Dans son travail essentiel au sein du réseau canadien pour l’endométriose (The Endometriosis Network Canada), Philippa réaffirme maintenant ces messages d'autonomie sociale. «Il n'est pas acceptable de dire que les femmes devraient simplement tolérer ce niveau de douleur, dit-elle. La première chose à faire est de parler de tous vos symptômes à votre médecin, sans exception.

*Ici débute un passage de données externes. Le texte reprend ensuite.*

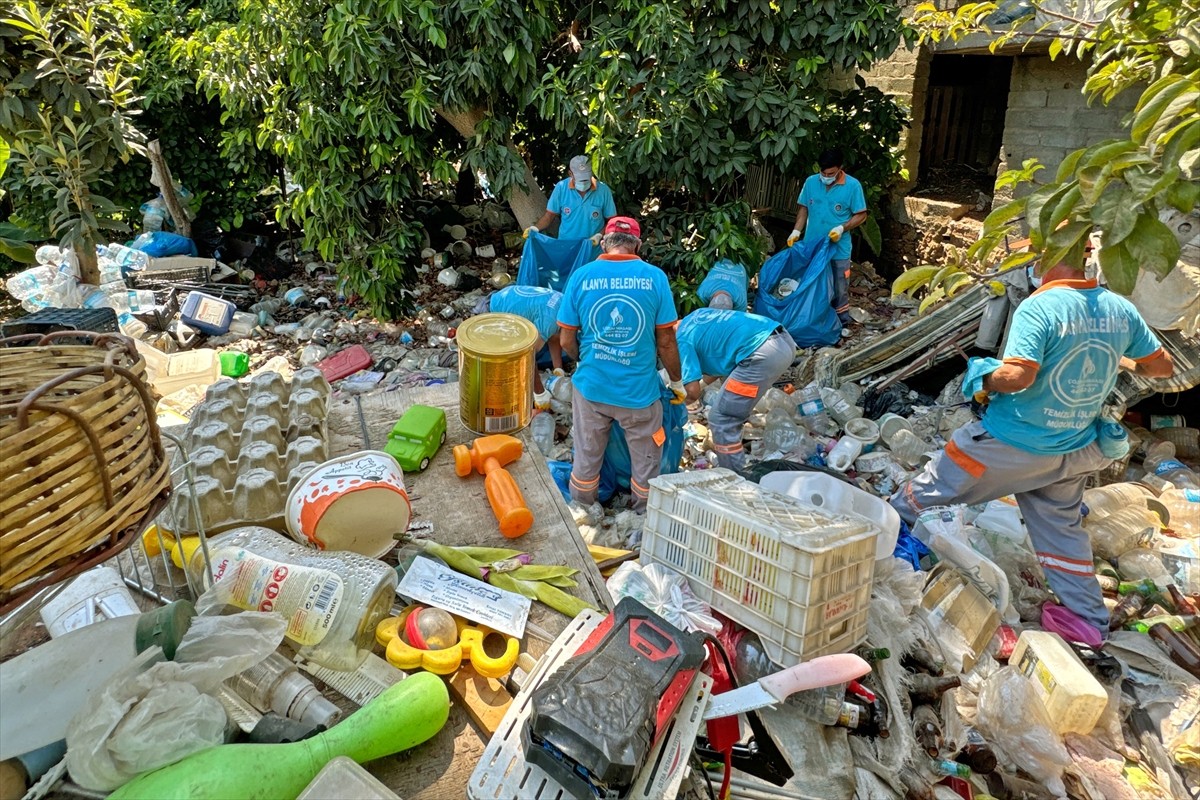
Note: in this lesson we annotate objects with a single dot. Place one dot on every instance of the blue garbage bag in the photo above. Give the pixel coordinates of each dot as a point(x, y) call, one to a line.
point(729, 277)
point(160, 244)
point(808, 312)
point(617, 468)
point(547, 262)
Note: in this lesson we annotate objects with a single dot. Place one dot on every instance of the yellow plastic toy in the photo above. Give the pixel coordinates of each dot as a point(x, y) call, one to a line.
point(472, 637)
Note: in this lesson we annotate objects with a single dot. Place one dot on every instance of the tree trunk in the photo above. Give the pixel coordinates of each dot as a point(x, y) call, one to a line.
point(89, 269)
point(528, 202)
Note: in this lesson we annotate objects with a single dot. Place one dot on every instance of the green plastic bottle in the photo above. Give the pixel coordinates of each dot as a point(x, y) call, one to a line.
point(403, 716)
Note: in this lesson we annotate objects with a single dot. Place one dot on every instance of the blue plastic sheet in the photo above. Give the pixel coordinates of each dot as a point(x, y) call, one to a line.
point(725, 276)
point(547, 262)
point(808, 312)
point(616, 469)
point(160, 244)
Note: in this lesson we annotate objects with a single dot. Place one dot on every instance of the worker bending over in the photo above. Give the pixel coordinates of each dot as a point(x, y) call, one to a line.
point(750, 352)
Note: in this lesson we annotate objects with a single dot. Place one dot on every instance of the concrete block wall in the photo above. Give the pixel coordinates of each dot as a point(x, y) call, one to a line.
point(905, 77)
point(1049, 116)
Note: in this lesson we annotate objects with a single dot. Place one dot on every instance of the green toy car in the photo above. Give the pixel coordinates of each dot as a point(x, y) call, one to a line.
point(417, 437)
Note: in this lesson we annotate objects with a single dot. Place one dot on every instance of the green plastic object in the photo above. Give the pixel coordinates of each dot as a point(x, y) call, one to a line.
point(234, 365)
point(417, 437)
point(402, 716)
point(165, 627)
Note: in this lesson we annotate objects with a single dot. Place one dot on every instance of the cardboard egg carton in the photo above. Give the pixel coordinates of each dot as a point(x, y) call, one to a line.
point(249, 445)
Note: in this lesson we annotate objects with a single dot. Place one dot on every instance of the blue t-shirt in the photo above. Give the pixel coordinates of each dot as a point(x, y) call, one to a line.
point(727, 277)
point(582, 215)
point(1075, 332)
point(713, 342)
point(831, 206)
point(617, 302)
point(535, 304)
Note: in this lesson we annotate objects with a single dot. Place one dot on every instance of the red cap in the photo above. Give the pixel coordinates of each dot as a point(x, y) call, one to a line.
point(623, 226)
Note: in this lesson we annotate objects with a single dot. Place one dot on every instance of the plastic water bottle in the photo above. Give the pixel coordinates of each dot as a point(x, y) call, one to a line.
point(1183, 506)
point(543, 427)
point(811, 409)
point(127, 257)
point(1165, 467)
point(30, 283)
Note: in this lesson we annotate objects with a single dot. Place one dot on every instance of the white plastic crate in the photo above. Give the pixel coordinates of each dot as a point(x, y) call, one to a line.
point(796, 575)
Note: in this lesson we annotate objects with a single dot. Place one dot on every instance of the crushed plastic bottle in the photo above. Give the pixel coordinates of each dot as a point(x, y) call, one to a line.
point(1164, 465)
point(543, 427)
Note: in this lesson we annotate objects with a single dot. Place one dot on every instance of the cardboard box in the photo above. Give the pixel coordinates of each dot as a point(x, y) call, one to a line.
point(952, 602)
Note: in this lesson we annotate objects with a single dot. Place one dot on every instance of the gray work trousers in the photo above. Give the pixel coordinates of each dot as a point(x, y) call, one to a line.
point(977, 468)
point(643, 434)
point(750, 378)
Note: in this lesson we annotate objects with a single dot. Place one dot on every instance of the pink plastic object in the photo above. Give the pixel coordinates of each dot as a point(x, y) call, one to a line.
point(1067, 624)
point(346, 362)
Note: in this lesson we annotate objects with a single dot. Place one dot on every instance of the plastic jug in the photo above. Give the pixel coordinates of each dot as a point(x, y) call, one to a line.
point(1071, 695)
point(333, 599)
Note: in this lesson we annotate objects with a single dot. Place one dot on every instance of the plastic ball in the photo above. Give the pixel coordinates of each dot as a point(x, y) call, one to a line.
point(430, 629)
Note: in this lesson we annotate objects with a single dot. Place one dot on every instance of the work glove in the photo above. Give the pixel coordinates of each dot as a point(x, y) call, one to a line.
point(972, 383)
point(681, 394)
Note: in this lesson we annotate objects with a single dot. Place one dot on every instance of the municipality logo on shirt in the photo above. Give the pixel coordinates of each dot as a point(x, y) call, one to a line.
point(617, 320)
point(1081, 377)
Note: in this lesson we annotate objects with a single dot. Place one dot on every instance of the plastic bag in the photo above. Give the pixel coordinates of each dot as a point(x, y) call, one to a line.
point(145, 720)
point(1013, 719)
point(665, 593)
point(160, 244)
point(808, 312)
point(547, 262)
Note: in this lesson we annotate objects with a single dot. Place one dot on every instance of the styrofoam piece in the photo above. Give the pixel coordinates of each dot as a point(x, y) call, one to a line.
point(796, 575)
point(833, 494)
point(95, 595)
point(363, 685)
point(503, 771)
point(343, 779)
point(250, 443)
point(168, 373)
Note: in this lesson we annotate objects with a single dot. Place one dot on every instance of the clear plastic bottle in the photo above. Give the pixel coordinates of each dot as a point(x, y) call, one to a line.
point(813, 413)
point(780, 434)
point(543, 427)
point(1183, 506)
point(127, 257)
point(276, 685)
point(1167, 468)
point(333, 600)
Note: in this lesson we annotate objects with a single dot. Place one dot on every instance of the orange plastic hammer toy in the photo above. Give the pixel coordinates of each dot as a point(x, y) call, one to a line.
point(489, 456)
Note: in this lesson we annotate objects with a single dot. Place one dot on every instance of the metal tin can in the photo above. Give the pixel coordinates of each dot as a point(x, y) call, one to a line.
point(496, 364)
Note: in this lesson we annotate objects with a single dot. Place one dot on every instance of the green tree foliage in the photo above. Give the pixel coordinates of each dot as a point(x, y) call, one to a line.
point(66, 114)
point(1119, 186)
point(367, 103)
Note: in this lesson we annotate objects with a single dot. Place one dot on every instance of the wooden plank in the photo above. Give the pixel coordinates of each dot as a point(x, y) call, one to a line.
point(485, 698)
point(460, 515)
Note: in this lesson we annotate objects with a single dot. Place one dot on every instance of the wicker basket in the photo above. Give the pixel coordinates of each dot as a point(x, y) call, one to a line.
point(82, 467)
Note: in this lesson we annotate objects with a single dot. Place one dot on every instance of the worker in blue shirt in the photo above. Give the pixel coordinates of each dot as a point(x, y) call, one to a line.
point(832, 204)
point(750, 352)
point(724, 287)
point(540, 307)
point(1038, 438)
point(618, 320)
point(583, 204)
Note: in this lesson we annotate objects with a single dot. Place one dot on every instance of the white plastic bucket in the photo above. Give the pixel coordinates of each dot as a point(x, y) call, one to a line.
point(95, 595)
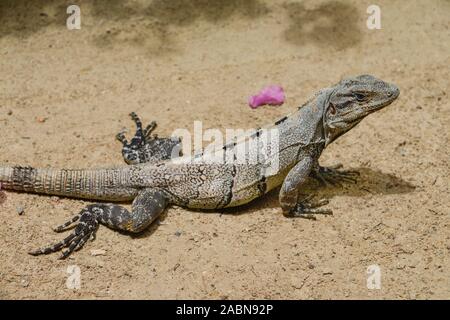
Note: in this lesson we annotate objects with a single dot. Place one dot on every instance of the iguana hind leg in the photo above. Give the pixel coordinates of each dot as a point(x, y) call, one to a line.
point(333, 176)
point(289, 198)
point(146, 207)
point(144, 147)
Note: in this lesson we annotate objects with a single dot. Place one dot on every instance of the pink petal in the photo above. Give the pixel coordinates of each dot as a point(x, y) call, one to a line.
point(271, 95)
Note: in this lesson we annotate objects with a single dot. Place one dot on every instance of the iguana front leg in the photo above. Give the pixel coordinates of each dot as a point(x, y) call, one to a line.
point(289, 194)
point(144, 147)
point(146, 207)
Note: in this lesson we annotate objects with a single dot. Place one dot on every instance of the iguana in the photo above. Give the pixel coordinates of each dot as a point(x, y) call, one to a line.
point(152, 180)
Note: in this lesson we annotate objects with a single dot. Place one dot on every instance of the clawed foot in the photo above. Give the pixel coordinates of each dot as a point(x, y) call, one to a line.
point(144, 147)
point(307, 209)
point(333, 176)
point(85, 229)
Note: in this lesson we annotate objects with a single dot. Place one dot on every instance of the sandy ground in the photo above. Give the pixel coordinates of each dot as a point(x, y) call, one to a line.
point(65, 94)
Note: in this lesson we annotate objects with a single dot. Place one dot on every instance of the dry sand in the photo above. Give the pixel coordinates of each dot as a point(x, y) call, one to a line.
point(65, 94)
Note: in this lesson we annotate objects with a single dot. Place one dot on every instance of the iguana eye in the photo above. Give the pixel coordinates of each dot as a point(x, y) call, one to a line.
point(332, 109)
point(359, 96)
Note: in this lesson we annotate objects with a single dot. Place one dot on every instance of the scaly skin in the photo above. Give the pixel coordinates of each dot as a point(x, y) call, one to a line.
point(154, 179)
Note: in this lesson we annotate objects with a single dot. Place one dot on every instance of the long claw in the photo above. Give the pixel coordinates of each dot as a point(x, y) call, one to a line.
point(67, 224)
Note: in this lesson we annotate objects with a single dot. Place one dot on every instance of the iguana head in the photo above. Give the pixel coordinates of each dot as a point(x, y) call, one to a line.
point(353, 99)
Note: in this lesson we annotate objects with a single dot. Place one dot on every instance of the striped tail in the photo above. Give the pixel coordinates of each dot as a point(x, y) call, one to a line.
point(100, 184)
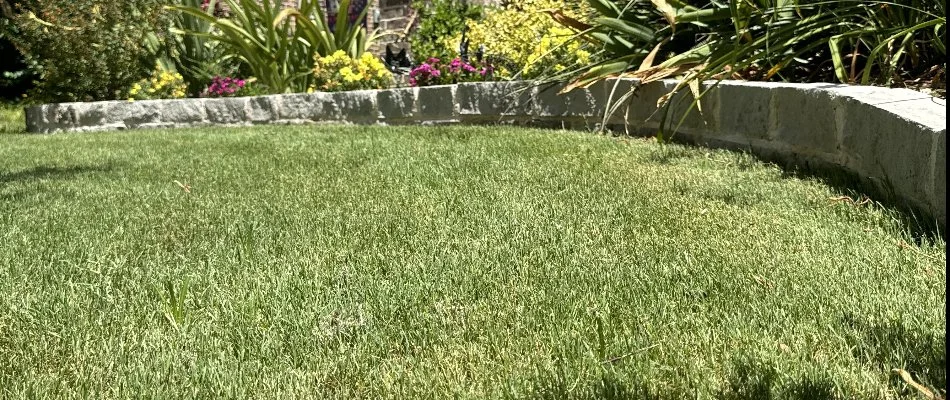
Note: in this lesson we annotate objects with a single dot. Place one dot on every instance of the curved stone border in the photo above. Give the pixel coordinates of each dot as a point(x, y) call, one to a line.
point(894, 138)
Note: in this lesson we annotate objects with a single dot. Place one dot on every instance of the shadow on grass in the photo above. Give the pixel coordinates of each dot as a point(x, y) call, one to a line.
point(893, 344)
point(750, 379)
point(843, 182)
point(43, 172)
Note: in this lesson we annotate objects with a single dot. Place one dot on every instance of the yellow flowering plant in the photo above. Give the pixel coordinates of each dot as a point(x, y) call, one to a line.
point(338, 72)
point(162, 84)
point(521, 37)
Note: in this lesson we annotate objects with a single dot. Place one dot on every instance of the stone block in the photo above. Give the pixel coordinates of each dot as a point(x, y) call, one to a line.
point(182, 111)
point(262, 110)
point(611, 94)
point(396, 105)
point(61, 116)
point(303, 106)
point(135, 114)
point(36, 119)
point(894, 152)
point(95, 114)
point(803, 117)
point(437, 102)
point(744, 108)
point(226, 110)
point(938, 200)
point(357, 106)
point(491, 100)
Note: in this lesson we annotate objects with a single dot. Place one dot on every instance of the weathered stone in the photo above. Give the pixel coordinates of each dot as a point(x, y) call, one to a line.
point(136, 114)
point(357, 106)
point(62, 115)
point(437, 103)
point(182, 111)
point(396, 105)
point(303, 106)
point(743, 108)
point(938, 200)
point(615, 94)
point(262, 109)
point(227, 110)
point(803, 117)
point(491, 100)
point(36, 119)
point(890, 150)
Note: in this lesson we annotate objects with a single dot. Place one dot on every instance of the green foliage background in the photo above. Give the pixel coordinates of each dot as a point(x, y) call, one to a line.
point(440, 20)
point(85, 50)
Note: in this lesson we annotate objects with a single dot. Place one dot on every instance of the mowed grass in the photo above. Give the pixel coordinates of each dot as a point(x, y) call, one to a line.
point(447, 262)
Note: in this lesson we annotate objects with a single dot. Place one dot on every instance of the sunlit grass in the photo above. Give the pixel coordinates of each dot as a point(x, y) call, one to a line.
point(413, 262)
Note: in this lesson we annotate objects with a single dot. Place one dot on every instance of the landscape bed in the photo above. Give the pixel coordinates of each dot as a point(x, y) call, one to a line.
point(465, 262)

Vous devez croire en vous-même et avoir confiance que vous savez ce qui se passe dans votre corps.»

Philippa utilise volontiers sa propre expérience comme exemple. Après des années de recherche, elle a trouvé un plan de traitement qui lui permet de vivre la vie qu'elle désire. Pour elle, ce programme comprenait une seconde intervention chirurgicale ainsi que de trouver le médicament approprié. Une combinaison de yoga, de méditation, d'exercice, de changements dans son alimentation et de physio- thérapie pelvienne l'ont également aidée à gérer sa douleur. «Maintenant, certains jours passent sans éprouver aucune douleur, ce qui est exceptionnel pour moi, dit-elle. J'ai toujours des symptômes et j'ai encore de mauvaises journées, mais elles sont beaucoup plus rares. Aujourd'hui, j'ai l'impression de pouvoir pleinement participer à tous les aspects de la vie qui m'échappaient avant.»